TEMPO Interaktif, Jakarta: Bulan biru tergantung di angkasa. Bumi porak-poranda. Seorang pria dalam balutan pakaian compang-camping muncul. Ia memegang tali yang mengikat setumpuk buku. Ia memanggil Paduka Sang Pencipta, lalu menunggu jawaban.
Monolog Danarto itu berjudul "Keluh Kesah Apel Newton". Ceritanya, pada pengujung 2013, kutub-kutub bumi terbalik. Gravitasi bumi lenyap. Seluruh makhluk terlempar ke angkasa. Yang tersisa hanyalah si pria tersebut.
Tak beroleh jawaban, Danarto bertayamum, lalu salat dua rakaat. Ia menyesali masa hidupnya yang terlalu banyak bercanda, tak seperti istrinya, yang saleh. "Kecil rasanya hamba untuk masuk surga Paduka. Tapi, kalau tidak ada hamba, (surga) sepi," kata Danarto, disambut tawa penonton yang memenuhi Teater Kecil Taman Ismail Marzuki, Jumat malam lalu.
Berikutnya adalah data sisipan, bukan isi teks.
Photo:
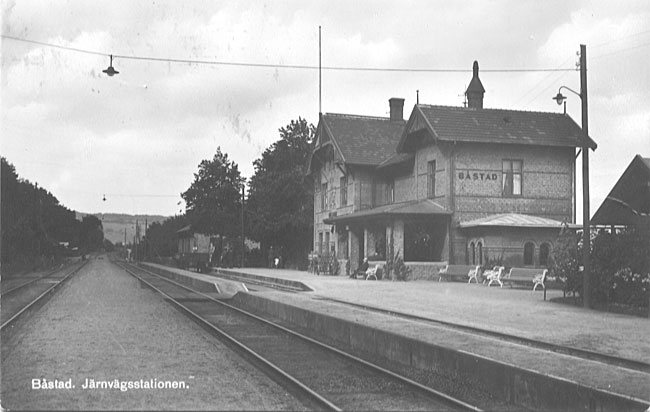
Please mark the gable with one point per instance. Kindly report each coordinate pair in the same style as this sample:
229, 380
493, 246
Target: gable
458, 124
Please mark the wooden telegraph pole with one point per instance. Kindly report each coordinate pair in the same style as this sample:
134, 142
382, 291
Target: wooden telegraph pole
586, 238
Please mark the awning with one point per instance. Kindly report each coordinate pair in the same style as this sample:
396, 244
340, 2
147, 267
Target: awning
515, 220
412, 208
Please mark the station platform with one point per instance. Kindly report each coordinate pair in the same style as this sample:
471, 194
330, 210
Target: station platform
513, 311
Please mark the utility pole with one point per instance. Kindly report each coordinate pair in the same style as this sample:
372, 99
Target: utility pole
243, 242
586, 232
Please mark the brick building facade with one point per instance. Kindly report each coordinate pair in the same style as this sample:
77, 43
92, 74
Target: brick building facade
450, 185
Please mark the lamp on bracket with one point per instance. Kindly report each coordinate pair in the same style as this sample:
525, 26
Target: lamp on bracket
110, 71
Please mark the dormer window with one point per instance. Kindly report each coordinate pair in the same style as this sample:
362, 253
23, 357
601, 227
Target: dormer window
512, 177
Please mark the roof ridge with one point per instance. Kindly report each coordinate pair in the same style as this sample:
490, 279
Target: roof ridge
488, 109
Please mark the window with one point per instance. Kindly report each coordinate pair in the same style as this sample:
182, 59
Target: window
544, 251
431, 179
472, 253
529, 250
512, 177
323, 196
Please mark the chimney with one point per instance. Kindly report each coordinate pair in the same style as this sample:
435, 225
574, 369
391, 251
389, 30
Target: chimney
396, 108
475, 90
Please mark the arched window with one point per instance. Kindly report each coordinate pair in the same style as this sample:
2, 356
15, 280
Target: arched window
472, 253
544, 251
529, 250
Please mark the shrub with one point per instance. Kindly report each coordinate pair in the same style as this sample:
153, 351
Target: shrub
631, 288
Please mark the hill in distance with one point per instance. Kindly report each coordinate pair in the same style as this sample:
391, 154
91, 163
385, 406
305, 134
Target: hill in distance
117, 226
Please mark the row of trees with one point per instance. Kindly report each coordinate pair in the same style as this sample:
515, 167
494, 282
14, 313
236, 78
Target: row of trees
35, 224
620, 269
278, 211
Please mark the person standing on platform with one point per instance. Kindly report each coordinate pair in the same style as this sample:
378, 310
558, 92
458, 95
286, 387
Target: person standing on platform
361, 269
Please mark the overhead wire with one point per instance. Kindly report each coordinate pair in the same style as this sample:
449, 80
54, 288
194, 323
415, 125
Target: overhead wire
282, 66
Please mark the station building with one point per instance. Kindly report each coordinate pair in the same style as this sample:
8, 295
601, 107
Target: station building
459, 185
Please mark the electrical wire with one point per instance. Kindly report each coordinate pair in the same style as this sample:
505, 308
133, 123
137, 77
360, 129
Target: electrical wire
281, 66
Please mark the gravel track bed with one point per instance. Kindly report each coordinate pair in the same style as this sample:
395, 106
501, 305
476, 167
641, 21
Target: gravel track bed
102, 325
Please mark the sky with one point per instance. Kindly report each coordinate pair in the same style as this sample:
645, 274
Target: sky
131, 143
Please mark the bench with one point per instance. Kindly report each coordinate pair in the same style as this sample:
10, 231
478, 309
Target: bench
459, 271
494, 275
374, 272
527, 276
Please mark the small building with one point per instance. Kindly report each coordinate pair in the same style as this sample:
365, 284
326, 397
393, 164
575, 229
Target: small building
464, 185
195, 249
628, 203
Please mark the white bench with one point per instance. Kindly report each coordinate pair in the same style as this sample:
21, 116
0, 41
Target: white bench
526, 276
372, 272
459, 271
494, 275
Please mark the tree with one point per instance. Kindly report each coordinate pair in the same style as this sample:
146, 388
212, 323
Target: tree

Begitulah, monolog Danarto diselingi humor di sana-sini melalui pelesetan hingga penggalan kisah tersendiri. Penontonnya dengan bebas tertawa. Apalagi di akhir kisah, saat Danarto beroleh sedikit kuasa Tuhan. Ia menyihir roti merek terkenal yang meluncur dari langit. "Wah, Paduka tahu saja ini roti kesukaan saya."
Sesi kedua diisi Niniek L. Karim. Ia membawakan "Sepuluh Tahun Kemudian", sekuel dari "Mengapa Kau Culik Anak Kami". Naskah aslinya dibuat oleh Seno Gumira Ajidarma dan lalu muncul di sebuah koran dalam bentuk cerpen.
Niniek memerankan ibu Satria, pemuda yang hilang saat gemuruh pergerakan 1998. Ia lenyap begitu saja tanpa kabar, bersama lenyapnya pemuda lainnya di seantero negeri. Sang Ibu tetap setia menunggu, meski suaminya meninggal beberapa tahun setelah Satria hilang.
Tahun demi tahun berlalu dalam kecemasan akan nasib Satria, dibarengi harapan si anak akan pulang. "Harapan masih ada, apa salahnya. Itulah yang membuatku bertahan," kata Niniek.
Persembahan Putu Wijaya menutup acara malam itu. Monolognya berjudul "Merdeka". Ia tampil ekspresif, eksplosif, humoris, dan penuh improvisasi. Sesekali ia melibatkan penonton, yang antusias merespons.
Putu baru saja mulai bercerita, tiba-tiba pembawa acara masuk ke panggung. "Itulah Merdeka," kata dia membaca judul monolog. Penonton tertawa-tawa saat Putu mengusir si pembawa acara. "Heh, ini udah mulai. Itulah bagian dari korupsi waktu," Putu berseloroh.
Dalam monolognya, Putu menceritakan kisah cucunya, Agus, yang bertanya kepada sang kakek, "Apakah kita sudah merdeka?" Si cucu heran, mengapa orang merdeka masih miskin, masih harus bayar sekolah, ada yang punya banyak mobil dan ada yang hidup susah.
Kisah pertanyaan cucu itu dilanjutkan Putu dengan kisah lain, mengenai seorang tua pemilik burung perkutut yang hendak membebaskan peliharaannya. Alih-alih senang, si burung malah ketakutan. Ia memohon ampun minta tetap ditaruh dalam sangkar. Rupanya, terbiasa hidup di dalam sangkar membuat si perkutut takut dengan keganasan dunia liar.
Ketiga monolog itu begitu memikat. Meski tema dasarnya cukup serius, bumbu humor dan aksi panggung yang menarik serta pelibatan penonton membuat persembahan ketiganya enak diikuti. Dua jam berlalu tak terasa.